Censurée le lendemain de sa création en février 1665, "Dom Juan" est l'une des pièces les plus engagées de Molière. Elle met en scène un jeune noble, assoiffé d'absolu et révolté contre l'ordre moral, un précurseur du siècle des Lumières, affichant une vision rationnelle de la société. Face à lui, Sganarelle représente un monde en proie à l'obscurantisme religieux.
Mais l'antagonisme de ces deux univers et les références prométhéennes ont été gommées au profit d'une lecture au premier degré, plus proche des pantalonnades de la commedia dell'arte, que d'une version originale, voire plus audacieuse. Pourquoi pas? Le parti pris a au moins le mérite de la cohérence, même si l'esprit de Molière semble sacrifier sur l'autel du grand spectacle et des effets grossiers du café-théâtre.

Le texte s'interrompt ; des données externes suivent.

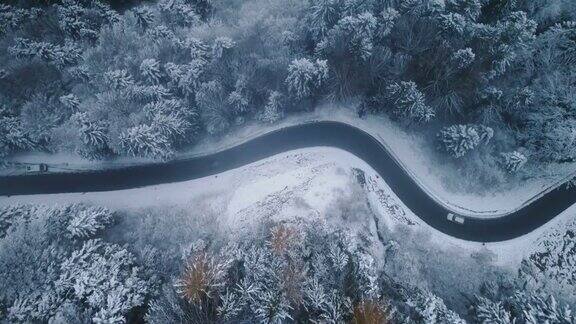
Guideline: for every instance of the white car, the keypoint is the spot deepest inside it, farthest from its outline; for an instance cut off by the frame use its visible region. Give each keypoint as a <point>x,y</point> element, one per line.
<point>456,219</point>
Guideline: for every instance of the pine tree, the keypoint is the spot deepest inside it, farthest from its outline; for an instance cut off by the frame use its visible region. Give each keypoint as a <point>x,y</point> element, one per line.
<point>118,79</point>
<point>85,223</point>
<point>145,141</point>
<point>458,140</point>
<point>59,55</point>
<point>13,137</point>
<point>462,58</point>
<point>513,161</point>
<point>106,277</point>
<point>322,16</point>
<point>487,311</point>
<point>144,17</point>
<point>210,98</point>
<point>305,77</point>
<point>352,37</point>
<point>150,70</point>
<point>221,46</point>
<point>273,109</point>
<point>409,102</point>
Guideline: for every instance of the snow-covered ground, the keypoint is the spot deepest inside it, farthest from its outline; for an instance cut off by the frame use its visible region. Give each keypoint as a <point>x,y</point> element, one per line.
<point>411,150</point>
<point>295,184</point>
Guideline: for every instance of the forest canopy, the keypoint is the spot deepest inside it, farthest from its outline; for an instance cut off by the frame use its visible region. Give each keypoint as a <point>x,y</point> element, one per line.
<point>492,80</point>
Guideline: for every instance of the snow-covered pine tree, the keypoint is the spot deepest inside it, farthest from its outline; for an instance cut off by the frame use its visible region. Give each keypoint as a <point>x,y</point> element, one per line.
<point>210,98</point>
<point>409,102</point>
<point>513,161</point>
<point>118,79</point>
<point>487,311</point>
<point>13,137</point>
<point>352,37</point>
<point>150,70</point>
<point>107,278</point>
<point>221,46</point>
<point>86,222</point>
<point>458,140</point>
<point>144,17</point>
<point>305,77</point>
<point>59,55</point>
<point>145,141</point>
<point>462,58</point>
<point>273,109</point>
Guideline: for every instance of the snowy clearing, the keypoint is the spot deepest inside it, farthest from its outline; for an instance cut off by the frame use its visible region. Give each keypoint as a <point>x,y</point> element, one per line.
<point>287,186</point>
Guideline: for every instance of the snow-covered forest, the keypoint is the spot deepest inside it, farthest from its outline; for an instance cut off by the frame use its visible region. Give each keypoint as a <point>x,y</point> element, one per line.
<point>80,264</point>
<point>489,85</point>
<point>489,82</point>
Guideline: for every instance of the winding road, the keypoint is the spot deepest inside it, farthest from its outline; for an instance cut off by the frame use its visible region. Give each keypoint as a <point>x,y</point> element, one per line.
<point>333,134</point>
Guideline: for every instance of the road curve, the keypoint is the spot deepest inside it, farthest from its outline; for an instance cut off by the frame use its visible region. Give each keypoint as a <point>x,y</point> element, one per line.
<point>333,134</point>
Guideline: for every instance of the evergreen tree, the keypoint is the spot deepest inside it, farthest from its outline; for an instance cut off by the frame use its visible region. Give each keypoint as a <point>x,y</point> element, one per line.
<point>150,70</point>
<point>145,141</point>
<point>273,109</point>
<point>513,161</point>
<point>458,140</point>
<point>305,77</point>
<point>408,102</point>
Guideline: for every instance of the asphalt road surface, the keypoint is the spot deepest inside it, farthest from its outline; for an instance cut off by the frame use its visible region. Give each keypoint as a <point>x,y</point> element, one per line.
<point>331,134</point>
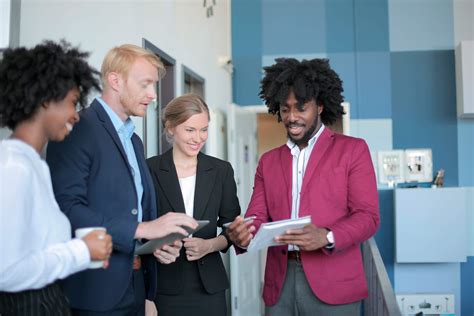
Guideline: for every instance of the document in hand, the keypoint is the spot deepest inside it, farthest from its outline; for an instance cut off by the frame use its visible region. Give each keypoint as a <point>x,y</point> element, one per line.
<point>265,236</point>
<point>151,245</point>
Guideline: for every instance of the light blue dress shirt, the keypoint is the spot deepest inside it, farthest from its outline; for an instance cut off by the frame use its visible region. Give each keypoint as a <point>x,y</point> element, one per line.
<point>125,131</point>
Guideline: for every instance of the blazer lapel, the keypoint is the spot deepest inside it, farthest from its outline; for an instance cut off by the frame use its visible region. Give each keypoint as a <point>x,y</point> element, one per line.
<point>149,198</point>
<point>168,179</point>
<point>205,179</point>
<point>319,149</point>
<point>107,123</point>
<point>287,171</point>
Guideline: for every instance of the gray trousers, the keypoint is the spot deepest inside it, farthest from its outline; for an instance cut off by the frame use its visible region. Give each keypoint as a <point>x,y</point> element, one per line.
<point>297,298</point>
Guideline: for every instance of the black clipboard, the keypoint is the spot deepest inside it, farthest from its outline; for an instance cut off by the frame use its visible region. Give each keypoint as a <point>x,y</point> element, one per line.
<point>151,245</point>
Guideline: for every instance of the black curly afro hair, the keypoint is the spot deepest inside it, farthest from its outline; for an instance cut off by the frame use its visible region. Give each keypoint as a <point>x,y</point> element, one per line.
<point>45,73</point>
<point>309,80</point>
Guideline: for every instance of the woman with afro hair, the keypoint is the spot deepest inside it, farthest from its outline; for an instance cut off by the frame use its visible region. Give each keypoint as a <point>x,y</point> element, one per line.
<point>39,90</point>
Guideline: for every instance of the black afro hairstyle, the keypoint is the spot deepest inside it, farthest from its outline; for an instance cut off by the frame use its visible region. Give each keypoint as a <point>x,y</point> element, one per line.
<point>45,73</point>
<point>309,80</point>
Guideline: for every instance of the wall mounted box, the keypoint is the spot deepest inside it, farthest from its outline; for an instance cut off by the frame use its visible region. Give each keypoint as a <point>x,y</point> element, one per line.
<point>428,304</point>
<point>465,79</point>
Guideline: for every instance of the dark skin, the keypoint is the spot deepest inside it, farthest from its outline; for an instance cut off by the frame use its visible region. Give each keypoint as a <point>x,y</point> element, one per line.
<point>301,122</point>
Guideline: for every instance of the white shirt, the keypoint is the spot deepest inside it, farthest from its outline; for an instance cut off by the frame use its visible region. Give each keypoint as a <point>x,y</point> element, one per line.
<point>188,185</point>
<point>300,161</point>
<point>35,236</point>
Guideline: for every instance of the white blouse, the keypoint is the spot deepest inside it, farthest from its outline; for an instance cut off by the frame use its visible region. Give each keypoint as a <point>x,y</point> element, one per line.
<point>35,236</point>
<point>188,185</point>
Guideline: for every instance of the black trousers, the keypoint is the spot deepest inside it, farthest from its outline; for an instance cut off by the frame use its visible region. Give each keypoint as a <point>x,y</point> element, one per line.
<point>131,304</point>
<point>194,300</point>
<point>49,300</point>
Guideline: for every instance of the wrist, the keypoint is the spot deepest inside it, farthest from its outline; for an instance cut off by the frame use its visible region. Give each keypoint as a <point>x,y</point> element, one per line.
<point>141,231</point>
<point>329,239</point>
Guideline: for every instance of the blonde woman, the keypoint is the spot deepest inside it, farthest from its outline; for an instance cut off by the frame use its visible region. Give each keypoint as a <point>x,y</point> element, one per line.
<point>203,187</point>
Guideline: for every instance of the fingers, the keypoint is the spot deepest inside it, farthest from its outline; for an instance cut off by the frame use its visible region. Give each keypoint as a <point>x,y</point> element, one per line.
<point>171,250</point>
<point>164,256</point>
<point>240,232</point>
<point>182,219</point>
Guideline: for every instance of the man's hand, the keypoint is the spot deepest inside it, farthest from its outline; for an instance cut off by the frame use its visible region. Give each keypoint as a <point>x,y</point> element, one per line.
<point>168,253</point>
<point>240,232</point>
<point>308,238</point>
<point>165,225</point>
<point>196,248</point>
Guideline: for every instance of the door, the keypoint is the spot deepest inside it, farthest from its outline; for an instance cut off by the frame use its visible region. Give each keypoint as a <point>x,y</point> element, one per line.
<point>245,270</point>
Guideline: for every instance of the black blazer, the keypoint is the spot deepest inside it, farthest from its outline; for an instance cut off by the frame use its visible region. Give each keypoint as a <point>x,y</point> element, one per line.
<point>215,199</point>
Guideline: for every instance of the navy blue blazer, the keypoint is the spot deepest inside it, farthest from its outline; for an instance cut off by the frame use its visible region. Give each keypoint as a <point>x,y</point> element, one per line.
<point>93,184</point>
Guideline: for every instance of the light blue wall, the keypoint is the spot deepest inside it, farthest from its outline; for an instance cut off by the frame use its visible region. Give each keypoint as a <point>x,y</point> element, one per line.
<point>246,50</point>
<point>466,151</point>
<point>424,111</point>
<point>417,25</point>
<point>296,27</point>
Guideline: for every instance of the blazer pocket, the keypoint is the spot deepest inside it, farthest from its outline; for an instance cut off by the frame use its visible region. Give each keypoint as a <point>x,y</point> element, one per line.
<point>330,174</point>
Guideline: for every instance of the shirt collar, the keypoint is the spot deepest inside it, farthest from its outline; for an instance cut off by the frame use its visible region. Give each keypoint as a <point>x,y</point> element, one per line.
<point>126,128</point>
<point>295,149</point>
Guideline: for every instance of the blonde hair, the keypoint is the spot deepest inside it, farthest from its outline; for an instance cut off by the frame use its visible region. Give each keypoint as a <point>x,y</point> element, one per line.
<point>180,109</point>
<point>119,59</point>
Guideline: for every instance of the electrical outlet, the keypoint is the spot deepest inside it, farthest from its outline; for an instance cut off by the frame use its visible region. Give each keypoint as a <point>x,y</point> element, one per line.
<point>437,304</point>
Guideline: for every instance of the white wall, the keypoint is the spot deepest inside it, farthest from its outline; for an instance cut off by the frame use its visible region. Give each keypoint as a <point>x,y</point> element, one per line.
<point>463,11</point>
<point>4,23</point>
<point>178,27</point>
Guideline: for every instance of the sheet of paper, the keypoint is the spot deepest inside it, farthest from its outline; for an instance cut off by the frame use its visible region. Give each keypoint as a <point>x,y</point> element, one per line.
<point>265,236</point>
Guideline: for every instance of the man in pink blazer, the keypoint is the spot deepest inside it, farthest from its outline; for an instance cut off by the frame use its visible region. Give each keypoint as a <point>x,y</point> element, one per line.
<point>317,270</point>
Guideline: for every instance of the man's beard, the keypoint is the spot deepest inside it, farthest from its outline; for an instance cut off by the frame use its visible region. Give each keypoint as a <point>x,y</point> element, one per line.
<point>307,136</point>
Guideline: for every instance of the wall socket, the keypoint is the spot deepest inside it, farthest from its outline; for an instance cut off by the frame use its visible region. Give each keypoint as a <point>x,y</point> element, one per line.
<point>428,304</point>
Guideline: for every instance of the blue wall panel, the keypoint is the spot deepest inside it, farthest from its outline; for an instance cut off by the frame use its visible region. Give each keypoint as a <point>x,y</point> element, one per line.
<point>466,152</point>
<point>373,85</point>
<point>340,26</point>
<point>296,26</point>
<point>424,107</point>
<point>385,236</point>
<point>344,65</point>
<point>246,51</point>
<point>467,287</point>
<point>421,25</point>
<point>436,278</point>
<point>371,25</point>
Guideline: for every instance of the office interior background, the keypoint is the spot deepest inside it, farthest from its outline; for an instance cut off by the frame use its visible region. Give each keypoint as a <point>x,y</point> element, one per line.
<point>400,61</point>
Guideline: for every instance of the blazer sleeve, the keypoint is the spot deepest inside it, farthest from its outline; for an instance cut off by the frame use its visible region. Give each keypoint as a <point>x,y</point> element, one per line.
<point>258,204</point>
<point>71,164</point>
<point>362,202</point>
<point>229,206</point>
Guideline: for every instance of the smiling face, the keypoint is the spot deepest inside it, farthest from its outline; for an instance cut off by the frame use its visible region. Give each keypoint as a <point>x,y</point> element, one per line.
<point>189,137</point>
<point>60,116</point>
<point>138,89</point>
<point>301,120</point>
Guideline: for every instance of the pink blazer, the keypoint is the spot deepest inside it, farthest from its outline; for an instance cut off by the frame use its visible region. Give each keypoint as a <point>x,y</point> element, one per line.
<point>339,191</point>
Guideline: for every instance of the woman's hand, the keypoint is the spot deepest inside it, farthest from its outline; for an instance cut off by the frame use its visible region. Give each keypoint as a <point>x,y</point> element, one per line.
<point>168,253</point>
<point>196,248</point>
<point>99,244</point>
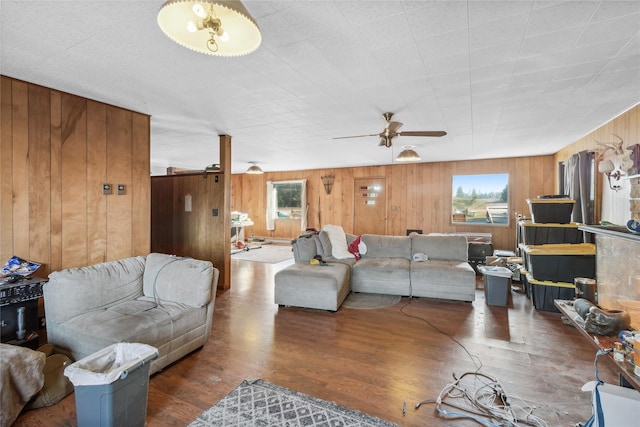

On peut seulement regretter que cette production ne tienne pas ses promesses. André Fornier nous conviait à ce festin de pierre, comme au dernier repas de Dom Juan, où les spectateurs joueraient malgré eux le rôle d'invités. On doit se contenter d'une longue mise en scène de l'entrée du public et à l'entracte d'un lever de rideaux sur une terrasse de château, reconstituée dans la clairière du fort de Bron, où sont dressés plus de 300 couverts pour un dîner rapide et peu digne de la magnificence du personnage.
Mais le public ne semble pas lui en tenir rigueur. D'autant plus que le metteur en scène, son scénographe André Rios et le costumier Frédéric Llinarès jouent la carte du spectacle populaire et de l'humour en s'appuyant sur une distribution plus solide qu'à l'habitude, incontestablement dominée par Fabrice Pierre et Fabrice Talon.
Le premier fait de Dom Juan, un jeune dandy, volontiers cynique, hanté par une maladie qui le ronge et qui semble accélérer l'heure de sa mort. Le deuxième titre, Sganarelle, va vers un jeu plus terre à terre, accentuant ainsi le fossé qui l'écarte de son maître. Autour d'eux signalons également le trio des paysans réunissant Marie Forissier, Hélène Pierre et Stéphane Kordylas.